Friday, January 9, 2009

Street Art: Roadsworth!

This is Peter Gibson:

And this is some of his artwork:

That’s right SuperForest; we’ve got another street artist for you! This one is coming to us straight from Montreal and his thought provoking artwork over in Canada has caused quite a stir. He began his work with one simple goal in mind, create more bike lanes. This goal would later evolve into somewhat of a movement. Gibson explains,

“As my personal artistic process evolved, political concerns were eclipsed by artistic ones and I often felt more inspired by the process than I did by the message I was trying to convey. Marshall Mcluhans famous quote "the medium is the message" is significant in this regard. The ubiquitousness of the asphalt road and the utilitarian sterility of the "language" of road markings provided fertile ground for a form of subversion that I found irresistible. I was provoked by a desire to jolt the driver from his impassive and linear gaze and give the more slow-moving pedestrian pause for reflection. The humourlessness of the language of the road not to mention what I consider an absurd reverence for the road and "car culture" in general made for an easy form of satire. In the spirit of Marcel Duchamps, all I had to do was paint a mustache on the Mona Lisa so to speak, to introduce a glitch in the matrix. A matrix made up in part by a worldwide network of roads and an ever-growing fleet of humans encased in steel carapaces, hurrying about like molecules in the body of an insatiable machine.”

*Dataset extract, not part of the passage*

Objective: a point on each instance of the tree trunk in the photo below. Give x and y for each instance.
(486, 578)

Exciting! Some smart cats decided that his artwork was so astonishing, it had to be shared with a wider audience and as a result, they made a documentary about him. This documentary has been floating around several film festivals. Here’s a little demo.

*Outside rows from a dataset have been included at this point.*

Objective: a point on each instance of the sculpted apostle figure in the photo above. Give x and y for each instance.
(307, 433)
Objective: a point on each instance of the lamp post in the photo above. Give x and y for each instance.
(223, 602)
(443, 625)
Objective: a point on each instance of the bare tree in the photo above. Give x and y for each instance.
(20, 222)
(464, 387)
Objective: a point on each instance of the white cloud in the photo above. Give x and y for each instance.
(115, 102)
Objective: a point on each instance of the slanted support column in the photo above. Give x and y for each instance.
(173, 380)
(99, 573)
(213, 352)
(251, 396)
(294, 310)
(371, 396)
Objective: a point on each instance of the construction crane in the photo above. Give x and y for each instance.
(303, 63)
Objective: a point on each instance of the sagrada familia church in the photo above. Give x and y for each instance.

What a mind blowing artist! Now of course much of what Peter Gibson was doing was quite illegal (he received quite a bit of heat from the law) but a lot of his artwork brings to mind simple yet important questions; questions on freedom of expression and to what extent that freedom holds true in public space. Gibson writes,

Although we thankfully don’t live in a totalitarian society (some would argue this point) there is nevertheless an underlying assumption that to have a voice in the public realm requires money, property or political influence. Some would say that relinquishing barriers to public expression is to invite anarchy but I would argue that a certain form of anarchy already exists: corporate anarchy. Not that I think that marketing or advertising is wrong. The exchange of goods and services is obviously an essential facet of the human experience but not the only one and I feel the common space should reflect a greater diversity of expression.

Interesting, do you have any thoughts on this or on street art in general? We’d love to hear them!

Have a great weekend!

(Learned about Roadsworth on Drawn! Peter Gibson photograph found here.)

1 comment:

spoon said...

I love this artist! Thank you so much for sharing him with us, Carla.